[Bugs] [Bug 1211863] RFE: Support in md-cache to use upcall notifications to invalidate its cache

Thu Oct 20 07:08:02 UTC 2016

https://bugzilla.redhat.com/show_bug.cgi?id=1211863


--- Comment #123 from Worker Ant <bugzilla-bot at gluster.org> ---
COMMIT: http://review.gluster.org/15398 committed in master by Pranith Kumar
Karampuri (pkarampu at redhat.com) 
------
commit 8d8eded58cd5431a7000a70337444b828cb400d8
Author: Poornima G <pgurusid at redhat.com>
Date:   Sun Sep 4 08:27:47 2016 +0530

    md-cache, afr: Reduce the window of stale read

    Problem:
    Consider a replica setup, where one mount writes data to a
    file and the other mount reads the file.
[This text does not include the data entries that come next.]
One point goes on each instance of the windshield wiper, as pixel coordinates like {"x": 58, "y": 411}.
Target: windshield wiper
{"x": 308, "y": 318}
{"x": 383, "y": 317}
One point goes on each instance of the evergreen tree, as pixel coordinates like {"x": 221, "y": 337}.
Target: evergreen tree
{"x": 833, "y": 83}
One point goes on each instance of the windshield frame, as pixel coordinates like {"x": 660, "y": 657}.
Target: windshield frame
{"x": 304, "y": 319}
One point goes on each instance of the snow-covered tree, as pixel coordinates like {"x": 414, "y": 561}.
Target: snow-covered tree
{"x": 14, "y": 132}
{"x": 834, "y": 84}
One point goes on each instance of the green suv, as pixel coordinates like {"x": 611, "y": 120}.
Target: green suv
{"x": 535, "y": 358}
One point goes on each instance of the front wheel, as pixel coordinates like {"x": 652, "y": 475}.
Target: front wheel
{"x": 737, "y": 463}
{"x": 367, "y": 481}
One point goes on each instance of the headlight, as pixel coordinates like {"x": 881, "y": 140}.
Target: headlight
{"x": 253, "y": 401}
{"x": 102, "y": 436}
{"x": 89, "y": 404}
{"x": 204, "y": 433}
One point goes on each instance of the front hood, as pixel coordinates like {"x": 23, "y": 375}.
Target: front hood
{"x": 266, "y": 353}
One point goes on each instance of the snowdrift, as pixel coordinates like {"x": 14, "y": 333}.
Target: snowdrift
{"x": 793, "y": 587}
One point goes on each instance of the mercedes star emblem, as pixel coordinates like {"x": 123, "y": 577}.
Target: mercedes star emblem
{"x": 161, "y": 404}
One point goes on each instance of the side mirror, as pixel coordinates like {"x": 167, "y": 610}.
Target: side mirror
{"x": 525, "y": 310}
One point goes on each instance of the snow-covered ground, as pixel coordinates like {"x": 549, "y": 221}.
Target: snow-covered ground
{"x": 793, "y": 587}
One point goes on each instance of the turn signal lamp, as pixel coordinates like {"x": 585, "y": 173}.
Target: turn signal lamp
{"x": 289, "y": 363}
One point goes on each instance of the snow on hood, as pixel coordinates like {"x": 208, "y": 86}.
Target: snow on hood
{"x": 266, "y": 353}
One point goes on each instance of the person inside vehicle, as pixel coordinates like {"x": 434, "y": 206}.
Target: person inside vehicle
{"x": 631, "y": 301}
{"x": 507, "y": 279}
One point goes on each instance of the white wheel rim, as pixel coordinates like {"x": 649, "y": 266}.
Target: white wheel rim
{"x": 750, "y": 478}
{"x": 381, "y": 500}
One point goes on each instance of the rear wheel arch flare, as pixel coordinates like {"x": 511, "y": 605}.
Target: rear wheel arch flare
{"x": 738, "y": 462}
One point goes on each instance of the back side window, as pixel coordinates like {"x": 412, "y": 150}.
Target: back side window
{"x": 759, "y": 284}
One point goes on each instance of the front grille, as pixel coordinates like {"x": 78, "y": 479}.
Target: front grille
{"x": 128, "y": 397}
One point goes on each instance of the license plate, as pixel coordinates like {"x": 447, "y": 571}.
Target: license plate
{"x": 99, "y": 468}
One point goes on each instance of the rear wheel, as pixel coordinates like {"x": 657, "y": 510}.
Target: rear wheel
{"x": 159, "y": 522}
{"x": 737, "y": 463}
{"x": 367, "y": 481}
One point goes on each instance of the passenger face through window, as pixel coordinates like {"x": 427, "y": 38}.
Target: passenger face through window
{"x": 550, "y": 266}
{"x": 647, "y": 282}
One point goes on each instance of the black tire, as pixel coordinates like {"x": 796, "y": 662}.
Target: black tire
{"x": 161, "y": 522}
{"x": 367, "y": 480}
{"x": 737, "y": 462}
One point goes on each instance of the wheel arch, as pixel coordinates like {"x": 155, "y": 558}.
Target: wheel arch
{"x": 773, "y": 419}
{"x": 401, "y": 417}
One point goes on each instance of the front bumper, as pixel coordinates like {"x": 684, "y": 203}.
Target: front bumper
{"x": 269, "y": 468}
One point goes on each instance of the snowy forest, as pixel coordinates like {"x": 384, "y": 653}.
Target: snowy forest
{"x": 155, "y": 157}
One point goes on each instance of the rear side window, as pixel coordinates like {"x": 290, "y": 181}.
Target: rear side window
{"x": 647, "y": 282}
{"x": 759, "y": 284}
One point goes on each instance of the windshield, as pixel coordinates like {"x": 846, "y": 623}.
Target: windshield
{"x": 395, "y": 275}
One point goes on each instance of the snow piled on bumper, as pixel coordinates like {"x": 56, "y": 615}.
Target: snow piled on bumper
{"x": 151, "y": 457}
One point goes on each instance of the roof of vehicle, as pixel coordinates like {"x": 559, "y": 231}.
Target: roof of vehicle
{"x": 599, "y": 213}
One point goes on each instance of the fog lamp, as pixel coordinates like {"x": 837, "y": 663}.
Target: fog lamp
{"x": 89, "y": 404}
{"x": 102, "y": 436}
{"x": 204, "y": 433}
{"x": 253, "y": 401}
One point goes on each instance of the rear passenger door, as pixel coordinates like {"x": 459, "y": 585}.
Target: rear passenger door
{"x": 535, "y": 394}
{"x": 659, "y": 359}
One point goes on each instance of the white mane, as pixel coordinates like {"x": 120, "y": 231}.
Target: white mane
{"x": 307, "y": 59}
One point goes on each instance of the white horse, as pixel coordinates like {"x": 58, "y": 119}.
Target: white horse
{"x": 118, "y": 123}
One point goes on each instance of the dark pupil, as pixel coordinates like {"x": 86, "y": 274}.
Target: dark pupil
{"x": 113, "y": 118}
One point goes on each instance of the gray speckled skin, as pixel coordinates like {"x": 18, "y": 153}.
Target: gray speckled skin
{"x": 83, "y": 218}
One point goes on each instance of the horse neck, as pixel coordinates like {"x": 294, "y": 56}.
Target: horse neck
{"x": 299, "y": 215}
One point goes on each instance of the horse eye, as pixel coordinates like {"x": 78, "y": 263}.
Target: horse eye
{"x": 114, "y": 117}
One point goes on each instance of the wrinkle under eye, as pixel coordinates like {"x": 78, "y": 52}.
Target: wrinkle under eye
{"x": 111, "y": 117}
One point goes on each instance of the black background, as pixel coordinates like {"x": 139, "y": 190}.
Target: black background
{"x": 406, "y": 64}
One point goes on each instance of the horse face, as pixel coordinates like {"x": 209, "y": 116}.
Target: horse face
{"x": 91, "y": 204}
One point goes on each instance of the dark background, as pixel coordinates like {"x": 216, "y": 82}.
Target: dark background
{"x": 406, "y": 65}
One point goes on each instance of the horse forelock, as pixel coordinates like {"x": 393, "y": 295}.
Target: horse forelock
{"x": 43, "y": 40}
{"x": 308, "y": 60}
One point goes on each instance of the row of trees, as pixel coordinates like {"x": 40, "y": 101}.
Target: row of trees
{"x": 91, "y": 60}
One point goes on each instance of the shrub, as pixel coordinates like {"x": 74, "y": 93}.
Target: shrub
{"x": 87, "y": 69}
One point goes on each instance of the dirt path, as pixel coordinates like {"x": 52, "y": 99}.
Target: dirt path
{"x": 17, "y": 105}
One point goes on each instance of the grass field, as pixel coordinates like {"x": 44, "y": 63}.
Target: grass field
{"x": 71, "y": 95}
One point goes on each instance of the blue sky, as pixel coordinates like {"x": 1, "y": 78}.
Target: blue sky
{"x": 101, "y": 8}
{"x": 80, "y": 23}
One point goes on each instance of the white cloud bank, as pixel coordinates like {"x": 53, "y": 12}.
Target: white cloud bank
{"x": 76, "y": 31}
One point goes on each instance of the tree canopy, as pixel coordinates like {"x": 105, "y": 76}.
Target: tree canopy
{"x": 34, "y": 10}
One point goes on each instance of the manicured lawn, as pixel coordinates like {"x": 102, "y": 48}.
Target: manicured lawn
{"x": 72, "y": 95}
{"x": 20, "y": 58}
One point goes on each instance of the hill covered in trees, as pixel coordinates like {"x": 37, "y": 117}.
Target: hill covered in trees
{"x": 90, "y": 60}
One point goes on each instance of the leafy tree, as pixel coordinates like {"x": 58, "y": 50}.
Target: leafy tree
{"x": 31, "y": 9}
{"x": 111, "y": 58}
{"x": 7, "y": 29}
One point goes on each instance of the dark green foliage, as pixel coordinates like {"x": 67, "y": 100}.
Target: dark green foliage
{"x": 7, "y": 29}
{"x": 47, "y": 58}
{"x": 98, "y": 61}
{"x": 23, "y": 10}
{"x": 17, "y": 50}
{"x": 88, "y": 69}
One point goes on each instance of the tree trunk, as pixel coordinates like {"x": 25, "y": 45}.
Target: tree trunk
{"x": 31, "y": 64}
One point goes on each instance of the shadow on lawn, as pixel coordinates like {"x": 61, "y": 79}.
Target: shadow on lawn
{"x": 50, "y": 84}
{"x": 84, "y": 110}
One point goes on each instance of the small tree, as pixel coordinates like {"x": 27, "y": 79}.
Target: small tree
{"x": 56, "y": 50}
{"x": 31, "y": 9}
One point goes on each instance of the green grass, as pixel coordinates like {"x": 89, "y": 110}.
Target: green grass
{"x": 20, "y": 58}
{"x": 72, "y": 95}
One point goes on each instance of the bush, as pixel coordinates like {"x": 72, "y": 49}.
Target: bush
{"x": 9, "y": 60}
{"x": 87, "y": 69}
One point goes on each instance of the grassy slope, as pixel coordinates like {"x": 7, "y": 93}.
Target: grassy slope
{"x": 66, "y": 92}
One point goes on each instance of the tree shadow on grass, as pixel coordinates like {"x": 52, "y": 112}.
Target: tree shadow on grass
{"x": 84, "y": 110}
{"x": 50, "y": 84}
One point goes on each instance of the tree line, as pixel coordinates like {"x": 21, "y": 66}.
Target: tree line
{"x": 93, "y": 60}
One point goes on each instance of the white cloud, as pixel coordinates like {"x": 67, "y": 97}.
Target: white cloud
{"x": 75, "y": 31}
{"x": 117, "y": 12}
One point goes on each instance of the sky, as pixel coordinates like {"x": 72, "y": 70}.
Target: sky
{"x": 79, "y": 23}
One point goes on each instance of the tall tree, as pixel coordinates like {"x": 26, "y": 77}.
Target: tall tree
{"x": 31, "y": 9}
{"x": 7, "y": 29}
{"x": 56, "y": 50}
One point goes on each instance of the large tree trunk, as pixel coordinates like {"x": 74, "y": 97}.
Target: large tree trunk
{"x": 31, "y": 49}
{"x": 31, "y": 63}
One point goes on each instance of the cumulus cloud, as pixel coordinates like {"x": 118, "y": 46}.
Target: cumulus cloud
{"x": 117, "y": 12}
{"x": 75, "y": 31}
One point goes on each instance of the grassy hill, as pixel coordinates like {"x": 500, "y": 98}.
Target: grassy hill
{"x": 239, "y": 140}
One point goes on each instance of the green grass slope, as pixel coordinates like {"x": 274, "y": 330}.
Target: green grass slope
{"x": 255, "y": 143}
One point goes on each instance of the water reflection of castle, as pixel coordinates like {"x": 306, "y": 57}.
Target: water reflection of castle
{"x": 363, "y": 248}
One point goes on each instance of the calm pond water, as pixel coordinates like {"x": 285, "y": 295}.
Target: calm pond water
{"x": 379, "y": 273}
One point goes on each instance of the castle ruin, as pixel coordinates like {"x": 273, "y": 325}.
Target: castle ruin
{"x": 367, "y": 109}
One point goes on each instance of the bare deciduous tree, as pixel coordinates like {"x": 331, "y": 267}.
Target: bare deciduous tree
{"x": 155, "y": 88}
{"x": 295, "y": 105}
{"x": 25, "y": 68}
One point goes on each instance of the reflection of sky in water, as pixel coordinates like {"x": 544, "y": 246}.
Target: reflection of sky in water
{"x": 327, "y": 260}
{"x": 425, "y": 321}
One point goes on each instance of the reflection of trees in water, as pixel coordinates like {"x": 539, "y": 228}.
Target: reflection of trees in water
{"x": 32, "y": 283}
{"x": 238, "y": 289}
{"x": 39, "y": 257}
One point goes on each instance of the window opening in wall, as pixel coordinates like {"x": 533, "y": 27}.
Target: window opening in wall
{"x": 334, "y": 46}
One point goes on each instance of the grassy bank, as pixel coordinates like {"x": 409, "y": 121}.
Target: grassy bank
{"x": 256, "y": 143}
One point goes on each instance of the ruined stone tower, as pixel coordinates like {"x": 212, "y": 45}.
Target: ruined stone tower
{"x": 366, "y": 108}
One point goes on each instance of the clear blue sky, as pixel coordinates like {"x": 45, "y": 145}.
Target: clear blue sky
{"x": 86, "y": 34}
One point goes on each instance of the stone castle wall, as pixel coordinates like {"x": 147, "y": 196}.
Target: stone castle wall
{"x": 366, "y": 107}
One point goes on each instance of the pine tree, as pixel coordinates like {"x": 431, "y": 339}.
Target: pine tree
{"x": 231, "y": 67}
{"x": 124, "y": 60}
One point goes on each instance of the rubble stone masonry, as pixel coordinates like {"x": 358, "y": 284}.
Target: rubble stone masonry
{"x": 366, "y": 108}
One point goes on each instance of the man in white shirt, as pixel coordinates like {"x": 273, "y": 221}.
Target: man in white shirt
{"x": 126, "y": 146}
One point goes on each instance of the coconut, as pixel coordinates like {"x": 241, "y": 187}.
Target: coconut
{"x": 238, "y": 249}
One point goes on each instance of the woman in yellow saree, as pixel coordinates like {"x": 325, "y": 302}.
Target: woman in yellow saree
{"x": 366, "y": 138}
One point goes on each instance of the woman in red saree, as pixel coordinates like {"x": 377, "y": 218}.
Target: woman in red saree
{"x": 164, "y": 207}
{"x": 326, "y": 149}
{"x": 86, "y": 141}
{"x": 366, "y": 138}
In afr, read operations
    are not transaction based, a brick(read subvolume) is chosen as
    a part of lookup or other operations, read is always wound only
    to the read subvolume, even if there was write from a different client
    that failed on this brick. This stale read continues until there is
    a lookup or any write operation from the mount point. Currently, this
    is not a major issue, as a lookup is issued before every read and it will
    switch the read subvolume to a correct one. But with the plan of
    increasing md-cache timeout to 600s, the stale read problem will be
    more pronounced, i.e. stale read can continue for 600s(or more if cascaded
    with readdirp), as there will be no lookups.

    Solution:
    Afr doesn't have any built-in solution for stale read(without affecting
    the performance). The solution that came up, was to use upcall. When a file
    on any brick is marked bad for the first time, upcall sends a notification
    to all the clients that had recently accessed the file. The solution has
    2 parts:
    - Identifying when a file is marked bad, on any of the bricks,
      for the first time
    - Client side actions on recieving the notifications

    Identifying when a file is marked bad on any of the bricks for the first
time:
   
-----------------------------------------------------------------------------
    The idea is to track xattrop in upcall. xattrop currently comes with 2 afr
    xattrs - afr dirty bit and afr pending xattrs.
       Dirty xattr is set to 1 before every write, and is unset if write
succeeds.
    In certain scenarios, dirty xattr can be 0 and still the file could be bad
    copy. Hence do not track dirty xattr.
       Pending xattr is set on the good copy, indicating the other bricks that
have
    bad copy. It is still not as simple as, notifying when any of the pending
xattrs
    change. It could lead to flood of notifcations, in case the other brick is
    completely down or consistantly failing. Hence it is important to notify
only
    once, the first time a good copy is marked bad.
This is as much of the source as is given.